EEG recordings contain much more information than previously realized, Bosl said, and algorithms that come out of this theory tell us how to access it.

“There’s much more information about the brain than is currently being used,” he said. “Much of that, we’re starting to show, is relevant to all sorts of brain disorders, from psychiatric and mental disorders, neurodevelopmental disorders, to more traditional neurological disorders.”

  1. Artificial intelligence and machine learning

Advancements in AI allow us to find patterns within the complicated data EEG recordings generate.

“Dynamical systems theory, in principle, gives us all kinds of information about the brain, but it’s complicated. It’s a pile of numbers,” Bosl said. “It’s difficult for us to look at it and with our eyes make sense of it. But that’s what machine learning can help us to do. It can find patterns in that.”

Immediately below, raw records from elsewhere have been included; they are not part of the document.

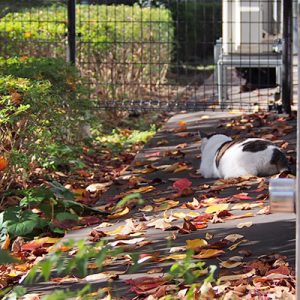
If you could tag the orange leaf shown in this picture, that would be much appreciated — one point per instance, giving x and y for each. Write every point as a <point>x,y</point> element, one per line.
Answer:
<point>6,243</point>
<point>193,244</point>
<point>35,244</point>
<point>216,208</point>
<point>119,214</point>
<point>3,163</point>
<point>208,253</point>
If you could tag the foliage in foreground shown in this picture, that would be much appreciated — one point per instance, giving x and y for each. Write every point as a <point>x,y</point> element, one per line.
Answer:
<point>38,108</point>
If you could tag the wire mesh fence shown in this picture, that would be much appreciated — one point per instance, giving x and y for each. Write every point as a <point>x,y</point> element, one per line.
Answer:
<point>163,54</point>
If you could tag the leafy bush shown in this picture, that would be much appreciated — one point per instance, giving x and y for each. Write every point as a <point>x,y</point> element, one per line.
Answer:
<point>41,104</point>
<point>42,209</point>
<point>128,48</point>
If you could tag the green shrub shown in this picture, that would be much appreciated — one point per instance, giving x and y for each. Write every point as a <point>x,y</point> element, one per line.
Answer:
<point>128,47</point>
<point>199,26</point>
<point>42,103</point>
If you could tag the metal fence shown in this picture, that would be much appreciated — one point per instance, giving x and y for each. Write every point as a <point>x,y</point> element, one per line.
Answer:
<point>163,54</point>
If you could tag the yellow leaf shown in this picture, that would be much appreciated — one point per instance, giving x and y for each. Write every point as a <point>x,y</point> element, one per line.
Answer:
<point>228,264</point>
<point>208,253</point>
<point>246,224</point>
<point>146,208</point>
<point>117,215</point>
<point>237,277</point>
<point>193,244</point>
<point>160,200</point>
<point>167,205</point>
<point>179,215</point>
<point>118,230</point>
<point>182,123</point>
<point>5,245</point>
<point>234,246</point>
<point>233,237</point>
<point>173,257</point>
<point>216,208</point>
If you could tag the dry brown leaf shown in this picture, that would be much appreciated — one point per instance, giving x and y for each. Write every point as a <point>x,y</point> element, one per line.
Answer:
<point>216,208</point>
<point>146,208</point>
<point>208,253</point>
<point>5,245</point>
<point>237,277</point>
<point>155,270</point>
<point>119,214</point>
<point>233,237</point>
<point>193,244</point>
<point>245,224</point>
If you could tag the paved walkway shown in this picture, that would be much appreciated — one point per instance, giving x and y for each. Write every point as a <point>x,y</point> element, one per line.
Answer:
<point>272,233</point>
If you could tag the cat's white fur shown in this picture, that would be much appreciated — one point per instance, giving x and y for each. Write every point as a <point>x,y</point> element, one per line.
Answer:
<point>235,162</point>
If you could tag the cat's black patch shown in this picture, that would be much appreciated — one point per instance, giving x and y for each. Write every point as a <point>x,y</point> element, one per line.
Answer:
<point>280,160</point>
<point>256,146</point>
<point>222,149</point>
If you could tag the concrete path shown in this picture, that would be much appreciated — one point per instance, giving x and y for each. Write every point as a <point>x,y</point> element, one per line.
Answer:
<point>272,233</point>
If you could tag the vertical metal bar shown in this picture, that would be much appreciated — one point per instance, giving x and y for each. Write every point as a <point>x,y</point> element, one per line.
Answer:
<point>287,55</point>
<point>71,55</point>
<point>298,171</point>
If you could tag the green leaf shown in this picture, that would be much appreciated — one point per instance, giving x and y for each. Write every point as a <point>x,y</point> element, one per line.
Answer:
<point>46,267</point>
<point>66,216</point>
<point>25,225</point>
<point>60,191</point>
<point>5,258</point>
<point>128,198</point>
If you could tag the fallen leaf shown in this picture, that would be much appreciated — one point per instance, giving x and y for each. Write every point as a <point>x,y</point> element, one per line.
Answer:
<point>35,244</point>
<point>216,208</point>
<point>157,153</point>
<point>146,208</point>
<point>193,205</point>
<point>182,184</point>
<point>233,237</point>
<point>155,270</point>
<point>242,196</point>
<point>236,277</point>
<point>104,275</point>
<point>209,236</point>
<point>119,214</point>
<point>187,227</point>
<point>173,257</point>
<point>159,224</point>
<point>177,249</point>
<point>234,246</point>
<point>228,264</point>
<point>193,244</point>
<point>166,205</point>
<point>208,253</point>
<point>95,187</point>
<point>235,217</point>
<point>5,245</point>
<point>144,284</point>
<point>126,242</point>
<point>245,224</point>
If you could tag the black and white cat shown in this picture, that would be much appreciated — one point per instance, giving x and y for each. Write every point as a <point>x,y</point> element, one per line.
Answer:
<point>224,158</point>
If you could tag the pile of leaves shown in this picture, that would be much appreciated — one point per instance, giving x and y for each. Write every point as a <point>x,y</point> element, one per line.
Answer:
<point>162,224</point>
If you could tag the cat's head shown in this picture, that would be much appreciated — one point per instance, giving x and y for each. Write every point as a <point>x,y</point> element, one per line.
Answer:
<point>213,139</point>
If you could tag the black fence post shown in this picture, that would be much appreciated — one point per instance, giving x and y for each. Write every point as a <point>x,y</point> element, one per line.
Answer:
<point>71,55</point>
<point>287,55</point>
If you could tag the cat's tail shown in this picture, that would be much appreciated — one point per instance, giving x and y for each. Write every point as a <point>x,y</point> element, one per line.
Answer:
<point>279,159</point>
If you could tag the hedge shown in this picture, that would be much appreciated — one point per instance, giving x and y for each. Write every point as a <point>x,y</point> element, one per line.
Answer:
<point>122,49</point>
<point>38,108</point>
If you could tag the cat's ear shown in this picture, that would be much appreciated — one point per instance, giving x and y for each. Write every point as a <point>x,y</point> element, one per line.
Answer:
<point>202,134</point>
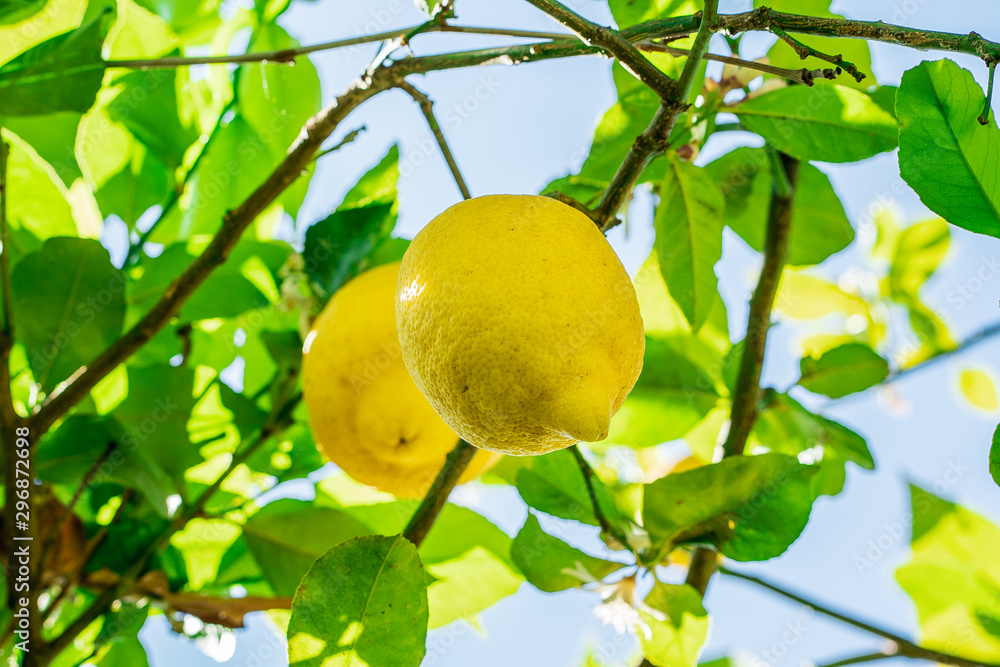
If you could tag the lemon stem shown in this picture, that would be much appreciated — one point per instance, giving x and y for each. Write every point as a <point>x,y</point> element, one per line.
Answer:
<point>422,520</point>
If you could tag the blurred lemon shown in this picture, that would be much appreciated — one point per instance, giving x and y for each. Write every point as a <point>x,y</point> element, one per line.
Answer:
<point>366,414</point>
<point>519,323</point>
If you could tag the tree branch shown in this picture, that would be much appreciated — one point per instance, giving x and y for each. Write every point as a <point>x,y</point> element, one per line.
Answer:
<point>434,501</point>
<point>806,77</point>
<point>907,649</point>
<point>745,393</point>
<point>655,139</point>
<point>427,108</point>
<point>611,42</point>
<point>588,477</point>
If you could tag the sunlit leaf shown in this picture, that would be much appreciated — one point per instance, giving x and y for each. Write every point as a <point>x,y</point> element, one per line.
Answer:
<point>63,73</point>
<point>677,623</point>
<point>843,370</point>
<point>750,507</point>
<point>978,388</point>
<point>71,306</point>
<point>551,565</point>
<point>820,227</point>
<point>825,123</point>
<point>688,244</point>
<point>364,601</point>
<point>945,155</point>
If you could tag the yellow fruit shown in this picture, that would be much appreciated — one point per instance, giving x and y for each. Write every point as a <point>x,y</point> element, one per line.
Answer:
<point>519,324</point>
<point>366,414</point>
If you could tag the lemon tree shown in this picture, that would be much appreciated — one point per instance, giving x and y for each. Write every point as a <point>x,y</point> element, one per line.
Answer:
<point>222,411</point>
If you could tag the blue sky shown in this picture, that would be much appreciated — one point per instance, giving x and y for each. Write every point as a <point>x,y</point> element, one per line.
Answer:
<point>514,129</point>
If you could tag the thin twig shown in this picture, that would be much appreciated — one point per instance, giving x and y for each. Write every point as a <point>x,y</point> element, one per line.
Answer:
<point>804,51</point>
<point>907,648</point>
<point>88,477</point>
<point>612,42</point>
<point>427,108</point>
<point>348,138</point>
<point>178,190</point>
<point>858,659</point>
<point>656,137</point>
<point>588,477</point>
<point>984,118</point>
<point>434,501</point>
<point>806,77</point>
<point>8,316</point>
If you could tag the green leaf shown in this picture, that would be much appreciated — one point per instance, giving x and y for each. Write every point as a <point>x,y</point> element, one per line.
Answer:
<point>671,395</point>
<point>147,105</point>
<point>945,155</point>
<point>917,254</point>
<point>843,370</point>
<point>68,453</point>
<point>750,507</point>
<point>555,485</point>
<point>551,565</point>
<point>63,73</point>
<point>952,575</point>
<point>678,626</point>
<point>363,602</point>
<point>825,123</point>
<point>688,244</point>
<point>52,136</point>
<point>346,242</point>
<point>854,51</point>
<point>978,389</point>
<point>995,457</point>
<point>786,427</point>
<point>287,536</point>
<point>820,227</point>
<point>71,306</point>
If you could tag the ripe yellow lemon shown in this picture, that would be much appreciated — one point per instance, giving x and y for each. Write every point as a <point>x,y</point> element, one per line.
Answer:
<point>519,324</point>
<point>366,414</point>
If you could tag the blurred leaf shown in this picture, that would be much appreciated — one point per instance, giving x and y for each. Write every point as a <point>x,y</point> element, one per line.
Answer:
<point>978,388</point>
<point>820,227</point>
<point>952,575</point>
<point>364,601</point>
<point>843,370</point>
<point>678,626</point>
<point>36,201</point>
<point>806,297</point>
<point>70,304</point>
<point>689,237</point>
<point>750,507</point>
<point>67,453</point>
<point>63,73</point>
<point>941,142</point>
<point>555,485</point>
<point>825,123</point>
<point>854,51</point>
<point>551,565</point>
<point>15,11</point>
<point>287,536</point>
<point>786,427</point>
<point>155,415</point>
<point>995,457</point>
<point>147,105</point>
<point>342,245</point>
<point>52,136</point>
<point>671,395</point>
<point>918,252</point>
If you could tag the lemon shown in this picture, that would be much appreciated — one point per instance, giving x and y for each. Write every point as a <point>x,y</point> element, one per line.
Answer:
<point>519,323</point>
<point>366,414</point>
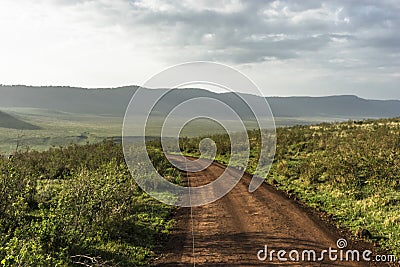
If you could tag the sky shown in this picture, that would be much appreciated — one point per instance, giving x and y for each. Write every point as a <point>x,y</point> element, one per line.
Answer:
<point>286,47</point>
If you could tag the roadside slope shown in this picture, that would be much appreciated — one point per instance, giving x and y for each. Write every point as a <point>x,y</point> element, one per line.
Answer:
<point>230,231</point>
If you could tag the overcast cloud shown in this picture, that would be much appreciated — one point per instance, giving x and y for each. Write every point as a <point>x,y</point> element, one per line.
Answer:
<point>286,47</point>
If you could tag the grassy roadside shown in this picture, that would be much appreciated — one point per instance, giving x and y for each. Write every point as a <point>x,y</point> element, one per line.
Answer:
<point>349,170</point>
<point>78,204</point>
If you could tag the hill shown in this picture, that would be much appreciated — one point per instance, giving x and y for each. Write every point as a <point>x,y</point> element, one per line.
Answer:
<point>8,121</point>
<point>113,101</point>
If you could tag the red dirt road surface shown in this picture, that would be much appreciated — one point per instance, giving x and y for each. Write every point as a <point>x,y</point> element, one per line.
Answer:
<point>232,230</point>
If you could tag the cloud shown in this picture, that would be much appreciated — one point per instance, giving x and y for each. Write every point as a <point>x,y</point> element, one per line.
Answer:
<point>94,43</point>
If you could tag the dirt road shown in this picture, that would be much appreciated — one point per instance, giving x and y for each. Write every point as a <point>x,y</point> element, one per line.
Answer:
<point>232,230</point>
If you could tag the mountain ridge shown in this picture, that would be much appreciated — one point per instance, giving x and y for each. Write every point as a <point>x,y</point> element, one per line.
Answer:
<point>113,101</point>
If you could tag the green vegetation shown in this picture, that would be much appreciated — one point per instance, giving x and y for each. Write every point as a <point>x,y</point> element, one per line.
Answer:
<point>8,121</point>
<point>78,204</point>
<point>350,170</point>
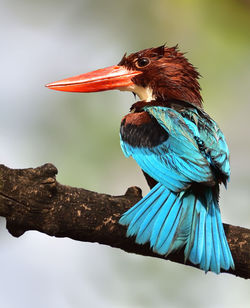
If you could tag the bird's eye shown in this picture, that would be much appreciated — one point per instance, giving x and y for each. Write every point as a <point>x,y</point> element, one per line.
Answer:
<point>142,62</point>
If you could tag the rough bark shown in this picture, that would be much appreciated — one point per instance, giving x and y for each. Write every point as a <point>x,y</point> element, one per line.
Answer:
<point>32,199</point>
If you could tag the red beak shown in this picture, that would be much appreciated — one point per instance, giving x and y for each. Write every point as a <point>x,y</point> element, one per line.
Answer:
<point>113,77</point>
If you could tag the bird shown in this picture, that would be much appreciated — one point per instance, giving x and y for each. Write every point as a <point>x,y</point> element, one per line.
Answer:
<point>180,149</point>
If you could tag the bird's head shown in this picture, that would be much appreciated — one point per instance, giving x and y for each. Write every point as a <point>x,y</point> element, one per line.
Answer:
<point>160,73</point>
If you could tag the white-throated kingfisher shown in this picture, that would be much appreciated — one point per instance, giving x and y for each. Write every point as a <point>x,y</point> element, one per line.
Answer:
<point>180,149</point>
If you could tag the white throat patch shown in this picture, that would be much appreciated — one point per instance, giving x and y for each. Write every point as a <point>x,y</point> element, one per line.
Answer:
<point>145,94</point>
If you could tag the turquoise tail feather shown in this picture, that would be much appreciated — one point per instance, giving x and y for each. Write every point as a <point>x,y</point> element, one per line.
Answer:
<point>170,221</point>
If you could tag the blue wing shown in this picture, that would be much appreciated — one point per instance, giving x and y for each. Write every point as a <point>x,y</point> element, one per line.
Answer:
<point>181,159</point>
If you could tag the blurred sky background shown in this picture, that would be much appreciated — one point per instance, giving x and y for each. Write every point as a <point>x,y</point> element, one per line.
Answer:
<point>43,41</point>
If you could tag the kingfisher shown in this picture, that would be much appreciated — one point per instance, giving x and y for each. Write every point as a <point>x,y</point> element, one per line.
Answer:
<point>180,149</point>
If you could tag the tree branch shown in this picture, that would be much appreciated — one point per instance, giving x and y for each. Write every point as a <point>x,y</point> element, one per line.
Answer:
<point>32,199</point>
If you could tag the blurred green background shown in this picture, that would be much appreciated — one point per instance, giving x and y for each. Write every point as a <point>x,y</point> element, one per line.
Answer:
<point>43,41</point>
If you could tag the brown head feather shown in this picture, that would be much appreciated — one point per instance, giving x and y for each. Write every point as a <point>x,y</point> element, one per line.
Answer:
<point>168,73</point>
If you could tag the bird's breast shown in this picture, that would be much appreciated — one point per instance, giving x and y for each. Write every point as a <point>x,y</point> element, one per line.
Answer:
<point>139,129</point>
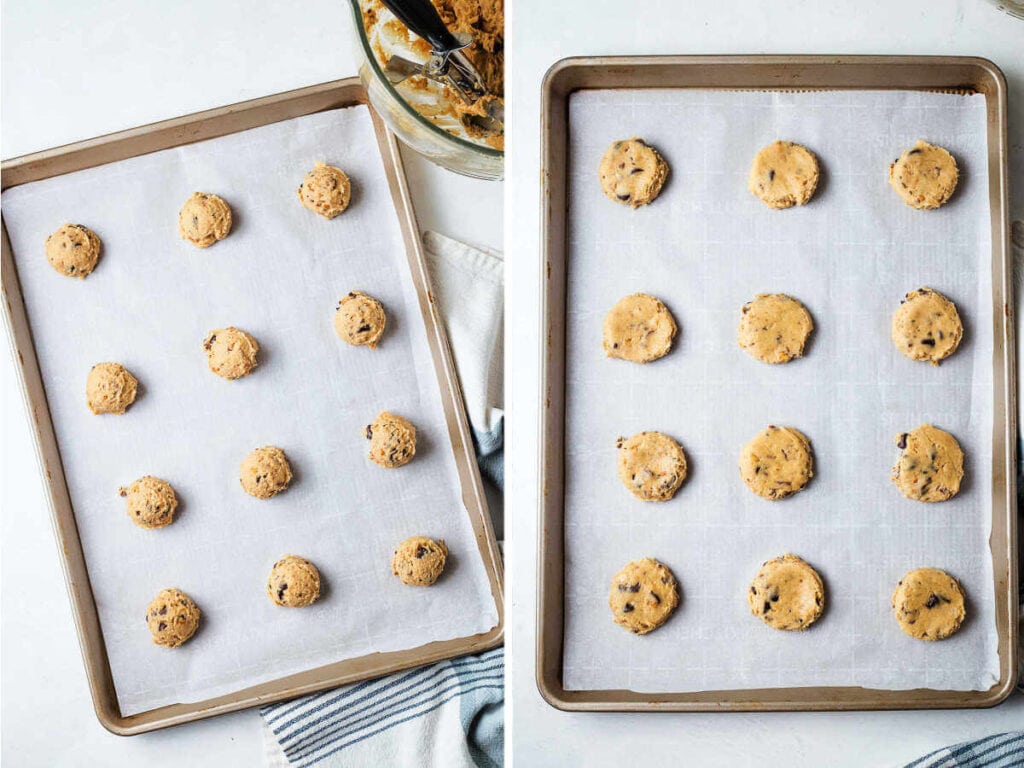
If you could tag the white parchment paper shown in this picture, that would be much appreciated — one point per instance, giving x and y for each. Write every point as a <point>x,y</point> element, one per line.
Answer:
<point>279,275</point>
<point>706,247</point>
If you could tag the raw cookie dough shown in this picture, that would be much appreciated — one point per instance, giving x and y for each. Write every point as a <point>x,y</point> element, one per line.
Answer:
<point>294,582</point>
<point>639,329</point>
<point>925,176</point>
<point>651,465</point>
<point>230,352</point>
<point>643,595</point>
<point>927,326</point>
<point>265,472</point>
<point>73,250</point>
<point>776,463</point>
<point>392,440</point>
<point>783,174</point>
<point>172,616</point>
<point>359,320</point>
<point>931,465</point>
<point>929,604</point>
<point>110,388</point>
<point>151,502</point>
<point>786,594</point>
<point>204,219</point>
<point>774,328</point>
<point>632,172</point>
<point>326,190</point>
<point>419,561</point>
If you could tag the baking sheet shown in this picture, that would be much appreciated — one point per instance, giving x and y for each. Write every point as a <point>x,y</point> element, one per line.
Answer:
<point>706,247</point>
<point>279,275</point>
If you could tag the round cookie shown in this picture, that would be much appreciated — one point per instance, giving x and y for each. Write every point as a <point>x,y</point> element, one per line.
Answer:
<point>172,617</point>
<point>151,503</point>
<point>294,582</point>
<point>359,320</point>
<point>776,463</point>
<point>110,388</point>
<point>786,594</point>
<point>204,219</point>
<point>639,328</point>
<point>643,595</point>
<point>651,466</point>
<point>326,190</point>
<point>930,466</point>
<point>927,326</point>
<point>73,250</point>
<point>392,440</point>
<point>632,172</point>
<point>925,176</point>
<point>783,174</point>
<point>419,561</point>
<point>230,352</point>
<point>774,328</point>
<point>265,472</point>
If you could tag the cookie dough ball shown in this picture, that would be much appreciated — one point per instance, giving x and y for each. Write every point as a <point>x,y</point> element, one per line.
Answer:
<point>173,617</point>
<point>774,328</point>
<point>294,582</point>
<point>326,190</point>
<point>419,561</point>
<point>643,595</point>
<point>204,219</point>
<point>651,465</point>
<point>925,176</point>
<point>151,503</point>
<point>783,174</point>
<point>639,329</point>
<point>929,604</point>
<point>73,250</point>
<point>230,352</point>
<point>927,326</point>
<point>930,466</point>
<point>265,472</point>
<point>359,320</point>
<point>786,594</point>
<point>110,388</point>
<point>776,463</point>
<point>632,172</point>
<point>392,440</point>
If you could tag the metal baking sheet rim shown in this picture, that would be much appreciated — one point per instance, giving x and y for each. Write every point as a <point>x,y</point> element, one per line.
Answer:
<point>950,74</point>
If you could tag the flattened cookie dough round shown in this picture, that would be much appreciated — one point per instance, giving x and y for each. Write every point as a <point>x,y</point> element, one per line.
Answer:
<point>230,352</point>
<point>929,604</point>
<point>326,190</point>
<point>419,561</point>
<point>927,326</point>
<point>151,503</point>
<point>643,595</point>
<point>74,250</point>
<point>651,466</point>
<point>639,328</point>
<point>294,582</point>
<point>359,320</point>
<point>172,617</point>
<point>265,472</point>
<point>776,463</point>
<point>786,594</point>
<point>204,219</point>
<point>925,176</point>
<point>783,174</point>
<point>632,172</point>
<point>774,328</point>
<point>392,440</point>
<point>930,466</point>
<point>110,388</point>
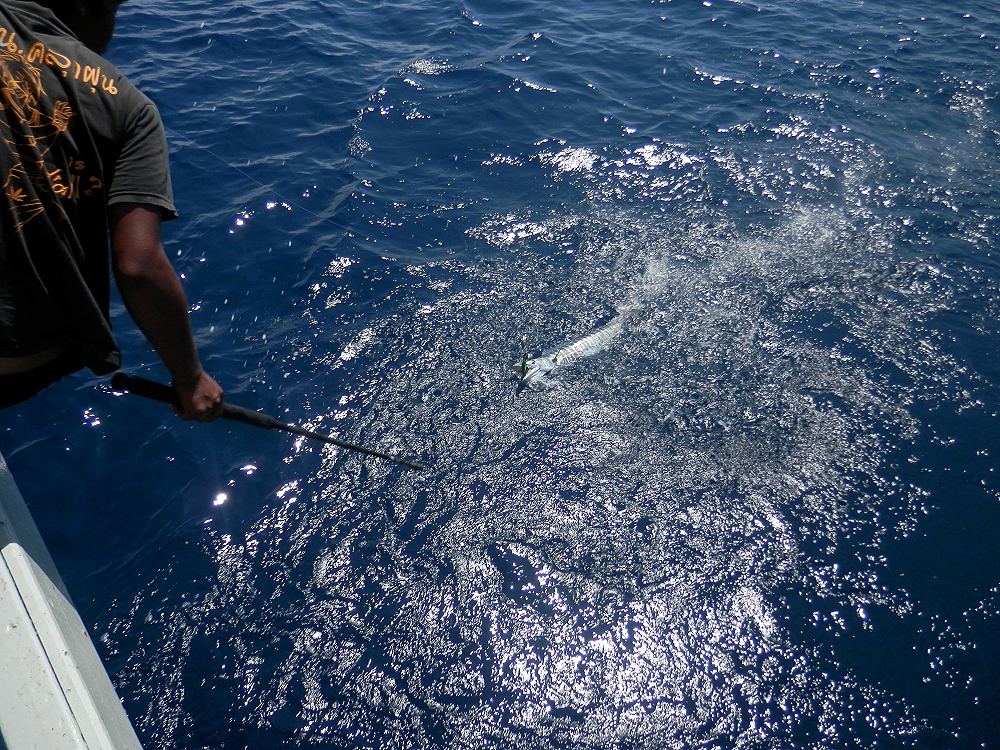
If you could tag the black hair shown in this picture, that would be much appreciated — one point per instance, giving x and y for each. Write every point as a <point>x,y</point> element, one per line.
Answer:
<point>71,12</point>
<point>93,21</point>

Don’t worry about job displacement

Technological advancements in the neurodiagnostic field are not likely to create job displacement. If anything, Bosl says, it will create rapid expansion.

“But there is work to be done first,” he says.

In his keynote address, Bosl compared those working in the industry today to the “computers” from the early days of NASA. Unlike today’s machines, NASA’s computers in the 1950s were humans who would perform arithmetic on a card and pass it along to the next human computer.

When today’s computers displaced the professionals who performed computations by hand, those individuals recognized an opportunity: They possessed the skill set to program the new machines. They became the first generation of computer programmers — a profession far more numerous today than human computers were at the time.

“A new field developed called computer science that wasn’t just math. It wasn’t physics or engineering or any of those things, but it had elements of all of them,” Bosl said. “I see the analogy for neurodiagnostic technology to develop a new science of neurodiagnostics, which integrates all the technologies I talked about, but is more than any one of them.”

Adding ‘routine measurements into routine care’

Similar to how most doctor appointments include a blood pressure check, Bosl makes the case for incorporating regular brain scans into different areas of care. Doing so, however, is not currently easy and will require considerable research to develop and implement the algorithms and electronic health record infrastructure.

“There are bugs to be worked out,” he says. “Another big challenge is, how do we save that data with the patient medical record? New-generation EEG devices can wirelessly send data to a file at a nearby laptop over Bluetooth connections. Great. Well, a doctor doesn’t have time to fool around with this laptop now and copy the files over to an EHR. So, somebody’s going to have to figure out, implement software to make all this happen automatically, and save the data somewhere. Where does it get saved? How is it transferred? What are the data formats? There are a lot of nitty-gritty details.”

For this to become practical, Bosl adds, we must develop the aforementioned machine-learning algorithms to interpret the copious amounts of data routine scans would generate.

Then, the results have to be presented to clinicians and patients in a way that is appropriate for the audience. Neurodiagnostic technologists can contribute to all of this.